I wondered who the serpent was. Was he ‘Satan’, or was he an emissary of an extraterrestrial community interfering with this little creation experiment for some reason? And if so, exactly what was their agenda?

I also noted that the serpent uses the word “God”; yet throughout Chapter 3 the words “Lord God” are used. “God” was the creator back in Chapter 1. Were ‘God’ and ‘Lord God’ two separate entities? Was the serpent connected with the ‘God’ of Chapter 1 and out to sabotage the ‘Lord God’ of Chapter 2?

Reading further in Chapter 3, I came across that second reference to “plural gods” when the Lord God says “Behold, the man is become as one of us, to know good and evil…”

I noted that once I got into Chapter 4, the Lord God became just “Lord” and again wondered if that had any significance.
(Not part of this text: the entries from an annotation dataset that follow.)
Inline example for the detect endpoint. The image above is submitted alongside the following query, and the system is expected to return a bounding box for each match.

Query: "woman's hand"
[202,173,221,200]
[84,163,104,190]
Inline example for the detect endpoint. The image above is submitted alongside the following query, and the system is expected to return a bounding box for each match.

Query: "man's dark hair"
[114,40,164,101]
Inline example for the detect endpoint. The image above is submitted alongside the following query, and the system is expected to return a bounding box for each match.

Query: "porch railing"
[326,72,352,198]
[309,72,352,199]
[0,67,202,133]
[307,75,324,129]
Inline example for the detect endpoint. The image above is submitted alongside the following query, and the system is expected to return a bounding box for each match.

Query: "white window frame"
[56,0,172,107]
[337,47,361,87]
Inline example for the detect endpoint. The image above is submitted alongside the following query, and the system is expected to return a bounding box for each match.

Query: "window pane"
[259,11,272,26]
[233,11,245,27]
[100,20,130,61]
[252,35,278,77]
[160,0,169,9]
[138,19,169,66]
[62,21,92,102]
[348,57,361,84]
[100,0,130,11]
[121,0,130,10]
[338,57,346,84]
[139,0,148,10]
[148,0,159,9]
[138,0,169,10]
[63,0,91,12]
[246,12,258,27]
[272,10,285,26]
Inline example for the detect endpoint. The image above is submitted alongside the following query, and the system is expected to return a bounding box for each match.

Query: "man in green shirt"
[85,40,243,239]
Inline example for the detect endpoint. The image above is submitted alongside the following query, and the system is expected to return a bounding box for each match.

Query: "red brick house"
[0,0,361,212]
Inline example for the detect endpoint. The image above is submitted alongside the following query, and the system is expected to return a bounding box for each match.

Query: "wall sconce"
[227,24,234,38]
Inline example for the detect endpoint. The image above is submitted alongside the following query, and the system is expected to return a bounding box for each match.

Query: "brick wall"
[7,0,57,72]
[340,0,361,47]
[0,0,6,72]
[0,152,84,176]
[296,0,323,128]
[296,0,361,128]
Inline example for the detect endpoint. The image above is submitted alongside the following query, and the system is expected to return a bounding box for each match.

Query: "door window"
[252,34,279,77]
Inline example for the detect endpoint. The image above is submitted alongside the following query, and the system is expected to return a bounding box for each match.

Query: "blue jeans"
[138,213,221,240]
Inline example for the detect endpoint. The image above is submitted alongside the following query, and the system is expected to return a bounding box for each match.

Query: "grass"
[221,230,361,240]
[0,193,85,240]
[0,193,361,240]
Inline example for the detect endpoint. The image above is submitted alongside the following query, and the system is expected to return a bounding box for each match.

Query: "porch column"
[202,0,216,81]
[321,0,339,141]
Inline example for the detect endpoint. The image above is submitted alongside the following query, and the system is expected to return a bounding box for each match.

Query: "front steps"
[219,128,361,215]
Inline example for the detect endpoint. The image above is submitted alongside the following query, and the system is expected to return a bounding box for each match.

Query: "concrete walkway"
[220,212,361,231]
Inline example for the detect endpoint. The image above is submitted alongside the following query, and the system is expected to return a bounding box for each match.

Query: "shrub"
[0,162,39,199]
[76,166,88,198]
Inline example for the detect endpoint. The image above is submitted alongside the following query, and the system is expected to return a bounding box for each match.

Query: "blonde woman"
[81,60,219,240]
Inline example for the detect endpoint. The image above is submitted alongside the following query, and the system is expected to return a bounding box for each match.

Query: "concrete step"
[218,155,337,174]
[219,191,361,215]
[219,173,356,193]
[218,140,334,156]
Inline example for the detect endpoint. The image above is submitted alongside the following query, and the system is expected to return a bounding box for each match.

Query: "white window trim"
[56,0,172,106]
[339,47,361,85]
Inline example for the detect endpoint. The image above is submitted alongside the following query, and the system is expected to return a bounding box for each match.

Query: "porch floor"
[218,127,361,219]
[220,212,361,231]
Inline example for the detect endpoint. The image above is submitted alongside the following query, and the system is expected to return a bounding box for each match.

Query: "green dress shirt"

I kept reading past Noah and the flood story and came to Chapter 11 which began “And the whole earth was of one language, of one speech.” And described the building of a city and “a tower, whose top may reach unto heaven; and let us make us a name, lest we be scattered abroad upon the face of the whole earth.” And this was followed with:

“And the Lord came down to see the city and the tower, which the children of men builded. And the Lord said Behold, the people is one, and they have all one language; and this they begin to do; and now nothing will be restrained from them, which they have imagined to do. Go to, let us go down, and there confound their language, that they may not understand one another’s speech. So the Lord scattered them abroad from thence upon the face of all the earth: and they left off to build the city. Therefore is the name of it called Babel: because the Lord did there confound their language, that they may not understand one another’s speech. So the Lord scattered them abroad over the face of all the earth.”

Up through Chapter 11 there are three separate references to plural gods, and in each of them it is a direct quote of "god” speaking to others who appear to be of similar standing. And in the Babel story he is saying “let us go down”…like fire up the spaceship we’ve got to go down there and confuse the hell out of those people because they’re getting too smart for their own good.